The last few slices of bread. Stale, dry, hard, sadly forgotten in the corner. No longer as appetizing as the fresh bread in the store. Maybe just… throw them away and buy some fresh bread?
Of course not – just because they’re dry doesn’t mean they’re to be thrown away. We can learn so much from our grandparents – even if they didn’t have much, they appreciated everything, down to the last slice. They had many recipes for making use of the stale bread so that nothing went to waste — and long before it got popular to talk about sustainability.
And because we don’t like food waste either, we’ve rounded up a few of our favorite ways to use up old bread. (Grandma would be so proud of us. <3)
The best friend of any cream soup – their majesty, the Croutons! Put some butter on the dry slices of bread, cut the slices into cubes and add your favorite spices (you can’t go wrong with oregano or a little garlic). Bake them in the oven until dark and crispy, and voila! – you have delicious crunch in the form of croutons for your favorite cream soup, and why not for a salad.
The classic childhood breakfast is actually a wonderful way to both use up old bread and keep everyone happy in the morning. Beat 2 eggs with half a tsp. milk. Add vanilla, cinnamon and 1 tbsp. sugar, mix well and the mixture is ready. All that remains is to dip the old slices in the mixture (it will be enough for a dozen slices) and fry them on both sides in a pan until golden. Enjoy them with some cheese and homemade jam!

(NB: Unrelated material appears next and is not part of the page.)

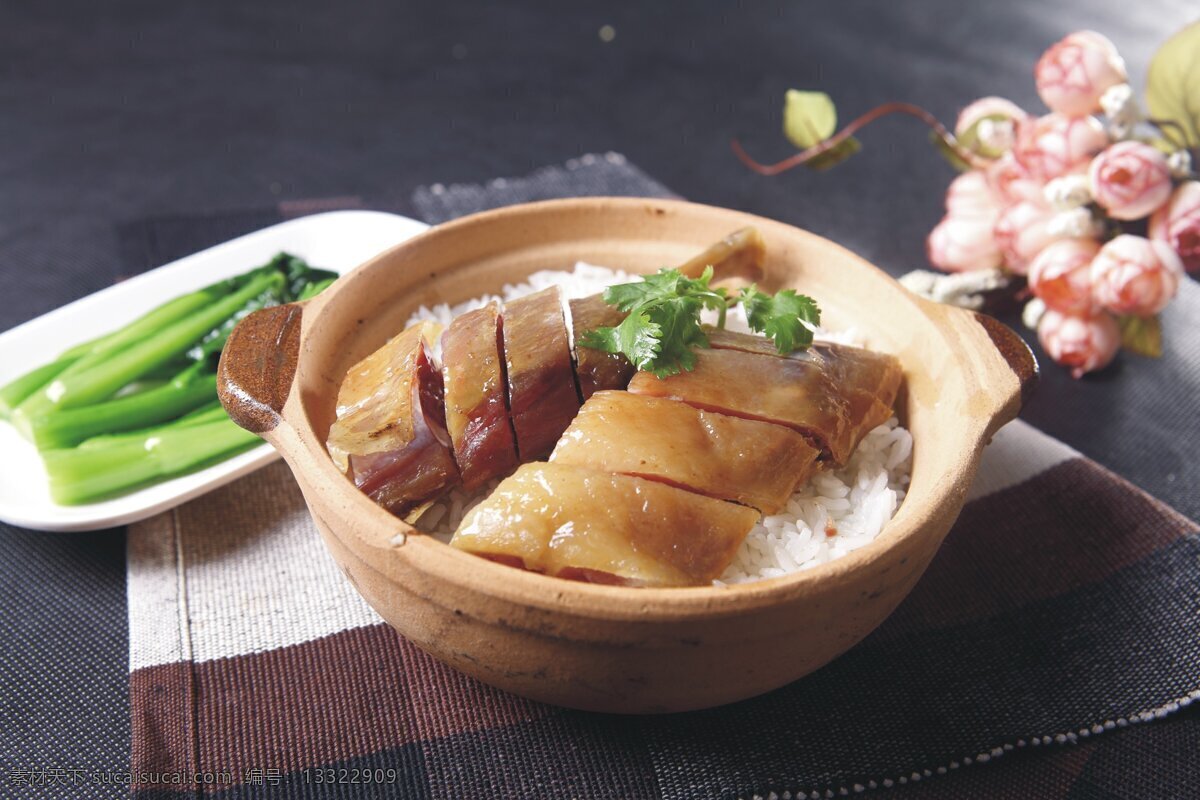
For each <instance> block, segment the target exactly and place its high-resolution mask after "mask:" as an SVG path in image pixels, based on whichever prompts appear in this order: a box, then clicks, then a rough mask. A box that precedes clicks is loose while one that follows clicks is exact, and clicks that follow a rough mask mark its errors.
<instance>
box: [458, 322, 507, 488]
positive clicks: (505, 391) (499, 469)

If you have friends or relatives from seaside towns, make sure to ask them if they have any recipes; the old fishermen had different techniques for making tarama caviar and you can hear of different crafts.
Here is our old recipe originating from Varna:
- 200 g of red caviar
- 500 ml. oil
- 300 g dry bread
- 1 lemon
- 1 onion
The crusts of the old bread are cut in advance. The rest of the bread is soaked in water, then squeezed and left to drain for a while.
The caviar is beaten with a mixer together with the bread and a grated onion. Then gradually add a little of the oil, constantly beating with the mixer. If the consistency is too thin in the end, a little more soaked stale bread (without the crusts) can be added.
Finally, add the juice of one lemon and mix. Served with a lemon wedge, olives and toast.
In fact, you may also come across quite a few tarama recipes that are made with plain bread (not dry). But fishermen quite often prepared caviar in this way precisely to use the dry stale bread. We definitely have a lot to learn about sustainability from our grandparents!